The Earth is a regenerative system. It reproduces what it needs to survive on a timescale of billions of years. And for most of humanity’s existence, humans have lived within Earth’s regenerative cycles. Over the past millennium, we have more and more rapidly broken from those cycles, taking the planet’s resources, converting them to products to drive our capitalist economy, and in the process creating immense amounts of waste that foul the planetary biosphere that gives us life.
This shift from a regenerative way of life to an extractive one took 1000 years to complete. Unfortunately, the biosphere can not afford 1000 more years for us to switch back. At the same time, we know that the shifts we need to make are not simple ones. They involve the way we live our lives at every level – personal, local, institutional, national and global. At each level, we currently live, work, play, and relate in ways that extract from the Earth. We must do those things in ways that feed Earth’s regenerative qualities. We must collectively work at each of these levels to shift our way of being. No individual person can work at all of these levels – this is something we must do together.
At the personal level we can eat less meat, especially red meat. We can drive and fly less. When we replace old appliances, we can switch to energy-efficient, electric models.

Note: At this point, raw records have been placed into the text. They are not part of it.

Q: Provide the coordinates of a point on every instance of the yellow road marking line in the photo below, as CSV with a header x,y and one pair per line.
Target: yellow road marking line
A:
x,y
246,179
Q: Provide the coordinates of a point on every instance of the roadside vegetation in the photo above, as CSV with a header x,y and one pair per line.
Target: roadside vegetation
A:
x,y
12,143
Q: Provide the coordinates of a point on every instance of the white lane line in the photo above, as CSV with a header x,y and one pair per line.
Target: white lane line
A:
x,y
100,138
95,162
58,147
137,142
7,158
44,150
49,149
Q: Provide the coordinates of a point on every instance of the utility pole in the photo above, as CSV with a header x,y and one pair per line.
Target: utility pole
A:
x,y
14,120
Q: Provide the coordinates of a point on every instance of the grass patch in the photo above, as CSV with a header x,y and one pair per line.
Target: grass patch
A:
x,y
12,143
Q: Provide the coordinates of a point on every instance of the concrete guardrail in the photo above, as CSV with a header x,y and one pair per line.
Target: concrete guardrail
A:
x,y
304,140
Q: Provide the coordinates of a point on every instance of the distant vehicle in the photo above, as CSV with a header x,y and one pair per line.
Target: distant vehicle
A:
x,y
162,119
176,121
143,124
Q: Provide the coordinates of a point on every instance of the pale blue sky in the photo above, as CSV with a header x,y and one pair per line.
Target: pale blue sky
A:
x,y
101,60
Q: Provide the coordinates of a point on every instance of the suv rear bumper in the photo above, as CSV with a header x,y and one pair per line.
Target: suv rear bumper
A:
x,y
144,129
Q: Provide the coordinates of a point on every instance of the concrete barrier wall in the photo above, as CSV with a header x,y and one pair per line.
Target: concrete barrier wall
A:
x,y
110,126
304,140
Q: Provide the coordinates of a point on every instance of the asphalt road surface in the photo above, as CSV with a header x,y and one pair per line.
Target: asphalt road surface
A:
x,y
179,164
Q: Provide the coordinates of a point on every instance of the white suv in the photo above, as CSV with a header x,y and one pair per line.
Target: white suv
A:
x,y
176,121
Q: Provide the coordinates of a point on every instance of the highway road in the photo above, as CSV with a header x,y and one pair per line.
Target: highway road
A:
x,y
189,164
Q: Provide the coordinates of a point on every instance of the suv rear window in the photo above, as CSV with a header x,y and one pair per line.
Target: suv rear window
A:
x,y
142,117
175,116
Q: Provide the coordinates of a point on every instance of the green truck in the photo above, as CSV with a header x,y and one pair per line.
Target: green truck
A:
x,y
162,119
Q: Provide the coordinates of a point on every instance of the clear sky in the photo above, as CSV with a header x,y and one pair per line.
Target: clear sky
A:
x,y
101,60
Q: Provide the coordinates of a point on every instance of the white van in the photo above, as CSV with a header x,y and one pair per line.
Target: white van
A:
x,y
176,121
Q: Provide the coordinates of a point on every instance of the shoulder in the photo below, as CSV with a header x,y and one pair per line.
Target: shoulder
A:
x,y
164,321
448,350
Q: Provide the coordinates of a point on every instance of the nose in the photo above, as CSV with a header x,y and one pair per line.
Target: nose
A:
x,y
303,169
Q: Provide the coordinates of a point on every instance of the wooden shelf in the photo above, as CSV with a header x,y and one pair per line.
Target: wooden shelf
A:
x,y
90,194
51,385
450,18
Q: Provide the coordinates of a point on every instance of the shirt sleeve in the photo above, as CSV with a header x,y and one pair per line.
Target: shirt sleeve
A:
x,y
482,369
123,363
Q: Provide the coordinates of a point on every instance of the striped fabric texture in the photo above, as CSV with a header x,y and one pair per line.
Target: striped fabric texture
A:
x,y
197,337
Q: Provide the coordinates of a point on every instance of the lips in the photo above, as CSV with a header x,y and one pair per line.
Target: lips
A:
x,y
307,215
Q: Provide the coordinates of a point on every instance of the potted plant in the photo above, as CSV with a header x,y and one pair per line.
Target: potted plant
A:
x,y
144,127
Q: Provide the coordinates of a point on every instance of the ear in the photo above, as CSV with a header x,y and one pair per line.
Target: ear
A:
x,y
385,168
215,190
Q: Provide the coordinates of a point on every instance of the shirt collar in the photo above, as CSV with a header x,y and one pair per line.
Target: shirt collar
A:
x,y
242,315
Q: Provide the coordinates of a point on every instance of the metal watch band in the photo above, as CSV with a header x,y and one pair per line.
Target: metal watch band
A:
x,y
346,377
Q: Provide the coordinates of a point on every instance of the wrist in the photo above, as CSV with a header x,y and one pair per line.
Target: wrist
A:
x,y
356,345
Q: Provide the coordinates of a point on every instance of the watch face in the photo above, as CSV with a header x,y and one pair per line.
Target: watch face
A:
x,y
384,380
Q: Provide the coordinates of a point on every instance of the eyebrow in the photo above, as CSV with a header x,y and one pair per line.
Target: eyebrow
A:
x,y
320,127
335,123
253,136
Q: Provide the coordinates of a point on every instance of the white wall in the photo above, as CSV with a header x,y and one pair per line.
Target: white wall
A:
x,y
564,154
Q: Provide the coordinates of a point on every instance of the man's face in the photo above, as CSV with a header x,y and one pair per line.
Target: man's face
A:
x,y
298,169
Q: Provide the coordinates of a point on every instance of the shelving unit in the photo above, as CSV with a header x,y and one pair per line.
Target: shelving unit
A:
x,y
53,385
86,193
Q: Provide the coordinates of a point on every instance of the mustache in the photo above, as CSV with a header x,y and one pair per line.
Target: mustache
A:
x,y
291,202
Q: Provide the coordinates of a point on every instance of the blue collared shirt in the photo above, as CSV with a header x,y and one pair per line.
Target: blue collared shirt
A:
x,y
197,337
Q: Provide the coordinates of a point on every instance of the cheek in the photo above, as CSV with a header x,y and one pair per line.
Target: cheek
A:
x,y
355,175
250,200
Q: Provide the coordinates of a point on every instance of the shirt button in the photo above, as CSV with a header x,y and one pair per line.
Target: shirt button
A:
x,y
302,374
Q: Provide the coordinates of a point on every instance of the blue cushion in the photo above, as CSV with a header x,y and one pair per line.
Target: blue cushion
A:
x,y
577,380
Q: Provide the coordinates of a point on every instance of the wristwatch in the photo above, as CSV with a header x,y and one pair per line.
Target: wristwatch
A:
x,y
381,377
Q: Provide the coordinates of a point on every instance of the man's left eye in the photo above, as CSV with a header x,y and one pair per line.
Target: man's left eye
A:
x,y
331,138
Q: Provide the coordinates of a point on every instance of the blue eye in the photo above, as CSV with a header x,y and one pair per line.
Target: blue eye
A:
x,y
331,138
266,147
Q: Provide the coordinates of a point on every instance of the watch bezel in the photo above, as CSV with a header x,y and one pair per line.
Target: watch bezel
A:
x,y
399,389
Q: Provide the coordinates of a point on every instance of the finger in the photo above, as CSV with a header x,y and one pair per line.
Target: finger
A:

At the local level, we can ask our local officials to pass ordinances requiring electrification of new and existing buildings and ordinances that require green energy to be used in our municipalities.
At the institutional level – in our workplaces and organizations – we can also push for green energy usage, as well as fossil fuel divestment in our organizations’ investments and our retirement funds.
At the national level, we can lobby our representatives to create a price on carbon via legislation, which would create incentives for businesses to pursue less carbon-intensive sources of energy and means of production.
At the global level, we can speak out about climate change and its disproportionate effects on poorer nations. We can advocate that our wealthy nation pays climate reparations to those countries, and make it clear to our national politicians that they must genuinely collaborate with other nations to address this crisis.
Ultimately, this sampling of many possible actions is about our interlocking choices. Our personal choices can feed our energy to act at the local, institutional, and national levels. Local or national legislation will have an impact on our personal choices – whether we are required to install electric appliances, or how much it costs to drive. A national price on carbon in the United States puts pressure on other nations to address climate change as well. We can choose to act at one level without acknowledging the others, but action at one makes action at another more likely.
Unfortunately, corporations and the politicians they support are doing whatever they can to avoid changes that will genuinely address this crisis. For a long time, corporations denied the reality of climate change. Now, they usually try to muddy the waters about what we can do to address it, or they create the narrative that addressing climate change is about our personal actions. This is false. Personal actions on their own can never address a crisis created by our interwoven, global systems. It is only when we collectively act at all levels – from the personal to the institutional to the global – that we will begin to have a true impact.
Indigenous people around the world hold the knowledge of our interconnected relationships – between person and person; between people, plants, and animals; between all of these creatures and their natural environments; between discrete environments and the global ecosystem. Western ways of knowing, scientific thinking, and capitalism have created a rupture between Western peoples and this knowledge of interconnection. In order to find our way back, we do not need to entirely abandon our ways of knowing and thinking. But we do need to rediscover with this deep memory of connectedness. Indigenous scientist and writer Robin Wall Kimmerer said, “We are in the midst of a great remembering. We’re remembering what it would be like to live in a world where there is ecological justice, where other species would look at us and say those are good people, we’re glad that this species is among us.” I hope and I believe that we will remember in time to make the choices our planet and its creatures – including ourselves – require.